30. When the case of Jain Shudh Vanaspati (supra) came up before the Supreme Court [Union of India v. Jain Shudh Vanaspati - ], the Supreme Court upheld the decision of the Delhi High Court in so far as it held that there had in fact been no short levy or misdeclaration, but on its interpretation of Sections 28 and 47 of the Act, at paragraph 4 of its judgment, the Supreme Court said:

"So far as the interpretation of Sections 28 and 47 of the Customs Act is concerned we do not consider it necessary to express any opinion on the findings recorded by the High Court and we leave the question open."

31. The submission of the petitioners that the interpretation of Section 47 of the Delhi High Court was affirmed by the Supreme Court in appeal is therefore incorrect.

32. For the reasons stated I reject the first contention of the petitioner and hold that the power under Section 110 being preliminary to the power of confiscation could be exercised without the order under Section 47 being revised or set aside in appeal.

33. Interestingly the petitioners have filed an application for refund in respect of the earlier consignments contending that they had mistakenly classified the same under Tariff Heading 8701. The application for refund proceeds on the basis that the assessment on clearance under Section 47 is not final. If the petitioners' argument under Section 129D were to be accepted no such refund application may be moved without the petitioners applying to the Collector under Section 129D(2) challenging the legality of such decision.

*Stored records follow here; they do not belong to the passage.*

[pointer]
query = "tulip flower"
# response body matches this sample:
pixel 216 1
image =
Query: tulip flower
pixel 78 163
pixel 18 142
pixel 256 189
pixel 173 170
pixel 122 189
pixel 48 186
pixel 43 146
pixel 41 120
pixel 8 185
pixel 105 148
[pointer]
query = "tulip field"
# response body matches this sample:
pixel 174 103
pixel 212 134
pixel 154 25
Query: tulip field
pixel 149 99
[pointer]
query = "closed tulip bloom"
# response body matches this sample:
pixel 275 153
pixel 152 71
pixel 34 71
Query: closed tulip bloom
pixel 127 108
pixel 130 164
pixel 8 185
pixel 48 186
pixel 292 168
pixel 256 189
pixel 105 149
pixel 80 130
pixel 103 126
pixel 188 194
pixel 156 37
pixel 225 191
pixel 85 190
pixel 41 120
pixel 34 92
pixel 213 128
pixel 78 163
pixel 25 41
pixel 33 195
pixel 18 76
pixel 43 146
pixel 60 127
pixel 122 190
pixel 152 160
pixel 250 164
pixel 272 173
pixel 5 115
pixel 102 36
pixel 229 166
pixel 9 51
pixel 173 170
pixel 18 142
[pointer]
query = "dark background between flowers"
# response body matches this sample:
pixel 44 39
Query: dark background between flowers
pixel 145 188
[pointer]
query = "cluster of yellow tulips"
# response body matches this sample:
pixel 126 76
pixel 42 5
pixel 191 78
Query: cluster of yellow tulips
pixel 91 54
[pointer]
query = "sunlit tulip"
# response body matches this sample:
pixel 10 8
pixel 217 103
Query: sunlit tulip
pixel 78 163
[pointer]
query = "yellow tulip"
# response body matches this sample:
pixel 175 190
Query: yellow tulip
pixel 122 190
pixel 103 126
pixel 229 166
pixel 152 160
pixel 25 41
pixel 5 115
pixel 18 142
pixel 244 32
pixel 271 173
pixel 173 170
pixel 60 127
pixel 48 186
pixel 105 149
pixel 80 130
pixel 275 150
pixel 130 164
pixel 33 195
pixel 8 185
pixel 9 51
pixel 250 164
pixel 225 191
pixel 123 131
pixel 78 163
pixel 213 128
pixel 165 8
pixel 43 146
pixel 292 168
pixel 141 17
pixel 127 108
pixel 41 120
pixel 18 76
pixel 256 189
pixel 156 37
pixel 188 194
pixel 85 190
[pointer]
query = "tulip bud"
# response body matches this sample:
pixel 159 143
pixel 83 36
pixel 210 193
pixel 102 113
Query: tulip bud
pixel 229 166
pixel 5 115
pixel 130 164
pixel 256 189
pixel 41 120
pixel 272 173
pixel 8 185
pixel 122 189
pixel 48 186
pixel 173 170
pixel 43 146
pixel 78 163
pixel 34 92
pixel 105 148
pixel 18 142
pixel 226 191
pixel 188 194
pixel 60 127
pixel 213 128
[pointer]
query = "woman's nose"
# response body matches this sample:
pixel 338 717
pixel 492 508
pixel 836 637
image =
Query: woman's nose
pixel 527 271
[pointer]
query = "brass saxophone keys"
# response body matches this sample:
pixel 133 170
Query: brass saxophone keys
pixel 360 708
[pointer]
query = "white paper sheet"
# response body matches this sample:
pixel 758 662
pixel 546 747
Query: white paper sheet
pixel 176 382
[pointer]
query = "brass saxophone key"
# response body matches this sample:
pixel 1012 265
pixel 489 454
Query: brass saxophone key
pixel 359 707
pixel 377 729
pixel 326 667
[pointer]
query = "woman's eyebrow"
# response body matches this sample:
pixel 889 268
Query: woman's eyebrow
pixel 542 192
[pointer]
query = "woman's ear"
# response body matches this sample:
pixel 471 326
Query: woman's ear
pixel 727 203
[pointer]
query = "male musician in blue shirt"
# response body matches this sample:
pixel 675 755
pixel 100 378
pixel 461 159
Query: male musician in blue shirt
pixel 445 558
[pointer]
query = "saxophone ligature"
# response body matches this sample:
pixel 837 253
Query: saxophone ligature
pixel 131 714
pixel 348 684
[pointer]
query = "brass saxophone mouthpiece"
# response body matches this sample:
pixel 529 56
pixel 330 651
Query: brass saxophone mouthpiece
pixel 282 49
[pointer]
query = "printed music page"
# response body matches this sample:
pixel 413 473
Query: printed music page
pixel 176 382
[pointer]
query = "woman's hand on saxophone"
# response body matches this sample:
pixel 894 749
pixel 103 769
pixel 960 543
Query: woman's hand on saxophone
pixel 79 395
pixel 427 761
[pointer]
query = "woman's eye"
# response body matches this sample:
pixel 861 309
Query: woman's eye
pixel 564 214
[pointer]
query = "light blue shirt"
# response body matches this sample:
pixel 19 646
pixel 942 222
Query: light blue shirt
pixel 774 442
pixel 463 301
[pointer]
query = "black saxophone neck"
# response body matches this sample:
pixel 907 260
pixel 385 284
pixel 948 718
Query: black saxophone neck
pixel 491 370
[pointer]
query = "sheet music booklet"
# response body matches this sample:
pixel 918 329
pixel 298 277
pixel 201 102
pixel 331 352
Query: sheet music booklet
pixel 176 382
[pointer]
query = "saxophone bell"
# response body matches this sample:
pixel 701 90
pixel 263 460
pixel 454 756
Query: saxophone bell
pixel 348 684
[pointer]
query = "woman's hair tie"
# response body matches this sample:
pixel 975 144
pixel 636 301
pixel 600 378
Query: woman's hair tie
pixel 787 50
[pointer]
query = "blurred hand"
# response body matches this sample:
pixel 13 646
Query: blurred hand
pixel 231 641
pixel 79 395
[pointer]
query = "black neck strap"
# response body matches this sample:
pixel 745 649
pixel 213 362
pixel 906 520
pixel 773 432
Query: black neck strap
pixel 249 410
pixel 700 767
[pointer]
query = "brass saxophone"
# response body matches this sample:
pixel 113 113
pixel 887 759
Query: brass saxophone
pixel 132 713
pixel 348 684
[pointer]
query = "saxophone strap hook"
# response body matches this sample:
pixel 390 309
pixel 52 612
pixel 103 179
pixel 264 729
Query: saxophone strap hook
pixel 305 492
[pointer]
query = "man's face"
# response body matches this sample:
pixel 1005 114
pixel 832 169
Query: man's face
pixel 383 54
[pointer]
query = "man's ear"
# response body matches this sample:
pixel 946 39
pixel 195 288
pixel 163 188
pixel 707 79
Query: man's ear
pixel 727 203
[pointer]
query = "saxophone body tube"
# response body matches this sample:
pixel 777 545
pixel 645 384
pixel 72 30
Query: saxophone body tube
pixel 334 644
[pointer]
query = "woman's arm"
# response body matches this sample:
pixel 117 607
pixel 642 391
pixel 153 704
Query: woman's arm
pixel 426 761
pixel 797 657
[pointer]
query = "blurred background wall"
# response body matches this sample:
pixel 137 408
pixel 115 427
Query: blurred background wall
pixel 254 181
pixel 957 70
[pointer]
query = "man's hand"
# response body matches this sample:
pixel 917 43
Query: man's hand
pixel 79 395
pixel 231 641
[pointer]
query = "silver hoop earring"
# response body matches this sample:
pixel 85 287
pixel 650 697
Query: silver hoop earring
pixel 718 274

34. On the merits two legal propositions relating to the correctness of the classification have been relied on by the petitioners to contend that power tillers are not tractors and are not classifiable under Tariff Heading 8701. The first is that other concerns had imported the same machines when the Customs Authorities had treated them as classifiable under Tariff Heading 8432. Reliance has also been placed on an order of Shri Varadarajan dated 2-7-1993 in this context. It does not appear under what section the order of Shri Varadarajan was passed. The order is handwritten and in any event passed in connection with the consignment of another concern. It however appears that in respect of at least two other importers namely, General Trading Company and Khazana Credit Private Ltd. the matter was remanded back by this Court for a decision on the matter by Shri Varadarajan after hearing the parties. In both the cases Shri Varadarajan has taken a view different from that taken by him in the order dated 2nd August 1993.

35. The petitioner has relied upon the decision in Sandip Agarwal v. Collector of Customs - to contend that the Customs Authorities having cleared identical goods at identical prices in the past were bound by their own precedent. The decision in fact operates against the petitioners. The petitioners had themselves, between October/November 1992, imported machines classifying the same under Tariff Heading 8701 and paid duty on such classification. If the principle in Sandip Agarwal (supra) is to be applied, the Customs Authorities would be bound to follow the same classification and continue to classify the machines under the same Tariff Heading. But I express no final opinion in the matter as I am not inclined to decide the dispute as a matter of fact whether the machines should be classified under Tariff Heading 8701 or 8432. The show cause notice having been issued by the Department and there being no reason why this Court should interfere with the proceedings under Section 124 at this stage, it will be open to the petitioners to raise all the points argued before me in answer to the show cause notice to justify the claim that the machines should be and had been properly classified under Tariff Heading 8432.

36. For the reasons aforesaid the writ application is dismissed with costs interim orders if any are vacated.

37. Let xerox copy of this judgment, duly signed by the Assistant Registrar of this Court, be given to the parties upon their undertaking to apply for the certified copy of this judgment and on payment of usual charges.